Trois jours de négociations sur une équation politico-juridique que les techniciens n’avaient ni prévu, ni qualité pour résoudre.
Vers 16h30 samedi dernier, la séance plénière de la réunion conjointe CEA-UA des experts africains en charge de l’économie, de la planification et des finances reprend. Toutes les attentions sont suspendues aux lèvres du Sénégalais Pierre Ndiaye, président du bureau entrant. Les délégués de tous pays africains, des dizaines d’experts indépendants et les journalistes sont d’autant plus impatients que la séance est suspendue depuis la veille. Plus grave, les travaux n’ont plus avancé depuis l’ouverture solennelle deux jours avant, suite aux positions inconciliables nées de la présence de la République arabe sahraouie démocratique contestée par le Maroc. Seuls contre tous, le Maroc s’accroche sur un détail réglementaire depuis le premier jour : les textes des Nations unies ne permettent pas à un Etat non membre (la République arabe sahraouie démocratique) de participer à une réunion lorsque sa présence est contestée. Pierre Ndiaye délivre finalement le message du secrétariat technique CEA-UA. De commun accord, les deux institutions viennent de décider l’annulation de la réunion des ministres, celle des experts n’ayant pas, à proprement parlé, eu lieu. La salle est froide, le silence total. Les milliers de participants sont comme tétanisés et hypnotisés sur leurs sièges. La nouvelle, terrible, a assommé tout le monde. L’impasse se dessinait depuis le premier jour, mais les participants la conjuraient dans l’espoir que les questions fondamentales prévaudraient sur la réserve juridique soulevée.

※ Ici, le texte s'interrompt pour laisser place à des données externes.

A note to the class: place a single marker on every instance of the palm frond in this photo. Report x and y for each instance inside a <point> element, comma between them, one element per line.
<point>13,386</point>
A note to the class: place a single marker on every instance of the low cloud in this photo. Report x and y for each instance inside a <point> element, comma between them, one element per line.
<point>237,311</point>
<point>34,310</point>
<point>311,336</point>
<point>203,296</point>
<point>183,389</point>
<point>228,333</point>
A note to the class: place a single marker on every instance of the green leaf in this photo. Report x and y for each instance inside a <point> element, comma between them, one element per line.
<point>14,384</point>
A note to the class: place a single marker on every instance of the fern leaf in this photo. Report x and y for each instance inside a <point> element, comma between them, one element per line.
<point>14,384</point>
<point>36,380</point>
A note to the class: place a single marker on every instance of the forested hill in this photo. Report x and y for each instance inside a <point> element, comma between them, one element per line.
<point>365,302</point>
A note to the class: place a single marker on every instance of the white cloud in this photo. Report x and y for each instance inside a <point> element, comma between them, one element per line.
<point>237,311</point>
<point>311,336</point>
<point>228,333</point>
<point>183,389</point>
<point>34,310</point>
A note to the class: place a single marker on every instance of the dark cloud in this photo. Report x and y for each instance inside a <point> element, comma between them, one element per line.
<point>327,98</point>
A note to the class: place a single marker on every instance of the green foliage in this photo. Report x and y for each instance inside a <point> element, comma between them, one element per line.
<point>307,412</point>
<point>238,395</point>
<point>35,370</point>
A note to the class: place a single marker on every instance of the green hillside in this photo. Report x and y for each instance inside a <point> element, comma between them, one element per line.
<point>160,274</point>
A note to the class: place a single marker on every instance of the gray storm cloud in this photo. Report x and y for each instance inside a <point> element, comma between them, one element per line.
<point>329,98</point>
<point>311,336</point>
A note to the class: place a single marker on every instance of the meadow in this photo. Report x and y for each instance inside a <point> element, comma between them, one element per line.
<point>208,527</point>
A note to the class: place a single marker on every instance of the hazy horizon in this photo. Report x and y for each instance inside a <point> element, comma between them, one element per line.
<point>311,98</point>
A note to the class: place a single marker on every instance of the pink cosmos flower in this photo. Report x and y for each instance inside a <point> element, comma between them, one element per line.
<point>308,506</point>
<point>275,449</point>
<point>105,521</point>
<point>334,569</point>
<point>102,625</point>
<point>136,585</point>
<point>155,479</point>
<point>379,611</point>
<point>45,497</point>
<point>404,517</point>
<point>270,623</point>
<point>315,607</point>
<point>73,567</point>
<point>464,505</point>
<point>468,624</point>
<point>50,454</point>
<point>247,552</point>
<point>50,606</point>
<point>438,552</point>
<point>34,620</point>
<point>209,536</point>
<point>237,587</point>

Certains délégués reprennent leurs esprits et demandent la parole. Mais l’émotion est réelle dans les interventions de la Lybie, la République de Guinée, l’Algérie, le Nigeria, le Sénégal. Les uns et les autres expriment la désolation d’un tel dénouement. Les mots sont durs, mais mesurés. Les pays expriment la déception, dénonce la trahison, le piège, le légalisme servile. Ils regrettent le gaspillage des ressources financières et de l’énergie. Ils fustigent la division et l’intolérance dans une réunion de l’Union africaine où on prêche l’intégration, le développement et l’union. « Un seul Etat a tenu en échec l’esprit panafricain », a déploré le Zimbabwe. « L’esprit d’union a succombé sous nos yeux et cela se passe sur la terre africaine. Nous venions pourtant réfléchir pour ces milliers de pauvres et pour cette valeureuse jeunesse qui meurt par milliers en traversant la méditerranée. Leurs intérêts ont été mis en minorité, s’est indigné l’Afrique du Sud qui croit qu’on est dans une embuscade. L’Algérie regrette les positions tranchées qui empêchent d’évoquer les souffrances. La RASD invite à garder une foi inébranlable pour l’union de l’Afrique. Le Sénégal croit que de cette épreuve sortira une Afrique plus aguerrie avec des institutions fortes. Les interventions sont applaudies. Le Maroc se défend et clame que « certaines parties ont empêché la tenue de la réunion à cause du non respect des lois et procédures ». Mais les carottes sont cuites. L’incident crée un précédent et plusieurs délégués ont souhaité que cela ne se répète plus.